A Glasgow great-great gran celebrated her remarkable 105th birthday on Sunday.
Helen Palmer was joined by 80 members of her family for an afternoon tea at the Mount Vernon Bowling Club to honour the occasion.
Helen said: “I thought it was great. I wasn’t looking forward to it but it was actually a great crowd, all family.
“Everyone was so good, even with all the kids, they were really good and they thoroughly enjoyed themselves.
“They weren’t cheeky or anything like that.”
Head of the family, Helen's brood includes 16 grandchildren, 25 great-grandchildren, and seven great, great-grandchildren.
She said: “Before I came away they had a cake there and I had to cut the cake.
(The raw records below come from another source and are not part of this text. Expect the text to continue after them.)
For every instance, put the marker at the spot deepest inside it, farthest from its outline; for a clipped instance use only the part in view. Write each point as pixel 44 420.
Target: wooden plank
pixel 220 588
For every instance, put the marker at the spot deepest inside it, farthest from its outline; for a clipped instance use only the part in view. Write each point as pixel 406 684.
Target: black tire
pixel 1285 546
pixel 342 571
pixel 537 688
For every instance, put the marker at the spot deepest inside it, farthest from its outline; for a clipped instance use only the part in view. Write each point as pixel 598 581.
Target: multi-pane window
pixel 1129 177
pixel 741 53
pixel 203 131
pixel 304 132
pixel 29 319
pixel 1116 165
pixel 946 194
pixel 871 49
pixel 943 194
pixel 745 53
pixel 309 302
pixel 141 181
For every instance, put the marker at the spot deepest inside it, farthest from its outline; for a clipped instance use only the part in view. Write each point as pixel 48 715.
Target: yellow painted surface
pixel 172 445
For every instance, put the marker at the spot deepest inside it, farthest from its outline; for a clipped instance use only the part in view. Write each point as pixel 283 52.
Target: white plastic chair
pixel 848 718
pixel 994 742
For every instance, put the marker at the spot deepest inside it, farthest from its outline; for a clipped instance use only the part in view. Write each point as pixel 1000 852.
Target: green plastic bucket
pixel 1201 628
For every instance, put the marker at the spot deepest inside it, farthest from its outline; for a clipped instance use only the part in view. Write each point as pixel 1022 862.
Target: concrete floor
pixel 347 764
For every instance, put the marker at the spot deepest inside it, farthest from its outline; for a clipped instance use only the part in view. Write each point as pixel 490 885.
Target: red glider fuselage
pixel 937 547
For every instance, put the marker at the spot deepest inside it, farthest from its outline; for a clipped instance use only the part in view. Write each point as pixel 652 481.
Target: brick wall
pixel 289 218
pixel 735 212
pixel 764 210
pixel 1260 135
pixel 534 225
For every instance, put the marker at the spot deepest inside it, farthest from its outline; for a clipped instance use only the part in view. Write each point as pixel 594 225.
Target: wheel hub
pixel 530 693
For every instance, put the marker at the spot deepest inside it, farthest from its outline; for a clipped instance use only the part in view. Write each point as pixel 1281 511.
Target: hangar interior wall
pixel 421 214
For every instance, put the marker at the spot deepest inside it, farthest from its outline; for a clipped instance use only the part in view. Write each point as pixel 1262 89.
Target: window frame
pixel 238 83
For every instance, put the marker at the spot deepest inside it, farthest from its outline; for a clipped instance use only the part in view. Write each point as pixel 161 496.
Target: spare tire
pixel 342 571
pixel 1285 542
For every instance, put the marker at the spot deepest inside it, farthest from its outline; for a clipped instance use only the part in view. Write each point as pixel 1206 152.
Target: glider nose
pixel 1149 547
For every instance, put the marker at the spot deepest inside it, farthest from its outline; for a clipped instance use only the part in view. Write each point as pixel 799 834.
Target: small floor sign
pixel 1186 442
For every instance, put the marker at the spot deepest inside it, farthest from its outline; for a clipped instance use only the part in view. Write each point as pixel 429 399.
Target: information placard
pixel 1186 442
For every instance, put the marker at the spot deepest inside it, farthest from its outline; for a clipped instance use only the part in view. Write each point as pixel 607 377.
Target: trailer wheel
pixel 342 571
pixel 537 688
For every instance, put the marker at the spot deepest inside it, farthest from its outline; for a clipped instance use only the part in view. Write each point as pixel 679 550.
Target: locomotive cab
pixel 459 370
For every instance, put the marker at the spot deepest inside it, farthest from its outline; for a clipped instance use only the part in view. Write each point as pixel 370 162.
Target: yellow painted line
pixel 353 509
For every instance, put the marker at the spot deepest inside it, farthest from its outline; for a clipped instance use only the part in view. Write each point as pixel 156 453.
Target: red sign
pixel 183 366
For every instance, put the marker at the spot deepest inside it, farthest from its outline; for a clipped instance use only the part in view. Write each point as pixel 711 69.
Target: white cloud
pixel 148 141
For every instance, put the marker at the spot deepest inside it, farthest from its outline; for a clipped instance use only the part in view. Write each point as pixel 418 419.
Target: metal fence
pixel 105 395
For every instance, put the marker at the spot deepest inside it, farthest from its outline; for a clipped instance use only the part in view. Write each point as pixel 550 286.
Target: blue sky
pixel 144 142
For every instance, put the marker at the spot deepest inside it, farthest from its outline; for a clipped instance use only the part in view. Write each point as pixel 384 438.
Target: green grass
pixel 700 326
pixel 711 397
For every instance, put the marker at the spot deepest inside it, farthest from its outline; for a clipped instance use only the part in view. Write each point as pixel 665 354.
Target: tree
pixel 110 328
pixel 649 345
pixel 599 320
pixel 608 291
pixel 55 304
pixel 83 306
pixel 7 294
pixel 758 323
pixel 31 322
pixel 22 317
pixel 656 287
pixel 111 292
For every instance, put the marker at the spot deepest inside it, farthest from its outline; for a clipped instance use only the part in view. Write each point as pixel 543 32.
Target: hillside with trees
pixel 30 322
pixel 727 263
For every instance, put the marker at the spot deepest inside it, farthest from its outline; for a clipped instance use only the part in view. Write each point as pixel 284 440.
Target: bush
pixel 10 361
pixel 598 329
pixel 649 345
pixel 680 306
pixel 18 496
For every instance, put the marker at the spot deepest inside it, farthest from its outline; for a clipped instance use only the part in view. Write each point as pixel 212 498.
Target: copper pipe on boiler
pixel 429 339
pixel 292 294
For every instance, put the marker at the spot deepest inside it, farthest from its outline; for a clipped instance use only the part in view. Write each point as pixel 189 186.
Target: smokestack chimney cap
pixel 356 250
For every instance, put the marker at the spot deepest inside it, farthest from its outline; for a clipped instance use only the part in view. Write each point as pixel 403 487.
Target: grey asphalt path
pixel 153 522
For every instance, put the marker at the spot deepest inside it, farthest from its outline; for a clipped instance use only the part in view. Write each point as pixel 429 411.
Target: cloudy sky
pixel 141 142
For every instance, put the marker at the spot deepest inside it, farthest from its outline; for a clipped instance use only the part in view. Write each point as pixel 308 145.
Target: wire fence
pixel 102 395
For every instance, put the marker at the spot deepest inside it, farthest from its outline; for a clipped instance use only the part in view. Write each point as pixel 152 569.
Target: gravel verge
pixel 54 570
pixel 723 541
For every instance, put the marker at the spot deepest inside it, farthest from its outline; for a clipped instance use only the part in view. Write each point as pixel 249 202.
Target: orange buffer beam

“And there was a big queue before I come away, and everyone was taking a turn to shake my hand and all that.”
She added: “I’d have loved to have a lot more, the likes of the one for my hundredth, it was a bigger thing with a bigger cake.”
To mark the special day, Helen received a letter from King Charles and the Queen Consort.
She plans to hang it next to the letter she received from Queen Elizabeth on her 100th birthday.
The centenarian was born on March 26, 1918, in the East End and has lived in the area all her life.
She said: "With my mother and father, we just had a single end.
"I was wild, I was always climbing on something. They were rebuilding Templetons at that time and we were just next to it.
“We were always scooting in and we were always getting chased.”
Helen worked in the Begg Cousland wire works on Springfield Road until 1942.
It was there she met her husband, Alec Palmer, who played centre-half for Scotland and competed against Ireland in 1946.
She said: “I was in the drillers. That’s what we called it. We had a grey dress, and a hat turned up.”
They were married in 1939 and had seven children.
Alec sadly passed away in 1992.
Helen loves to dance and though she is in good health she has not been able to attend since the pandemic.
She confesses that she misses the bingo and the line dancing, but she is still in good spirits.
Her secret to a long and happy life is to take each day as it comes.
She said “I just take a day at a time. I have that guardian angel who still watches me.
“I always say that guardian angel watches me.”
Her advice for young people today is to “keep going to church”.
She said: “I’ve not been for about two years now, but every Sunday we used to go to the mother’s group there."
It makes her happy to see how much her family has grown, and she still makes sure to send every youngster a card with a bit of money each birthday and Christmas.
She said: “I must thank them all, all the family, for all the things they’ve done. They’ve all done a lot.”
Instead of gifts for Helen's 105th birthday, the Palmer family have decided to fundraise for Calum's Cabin, a charity that supports the families of children with cancer and cancer-related illnesses.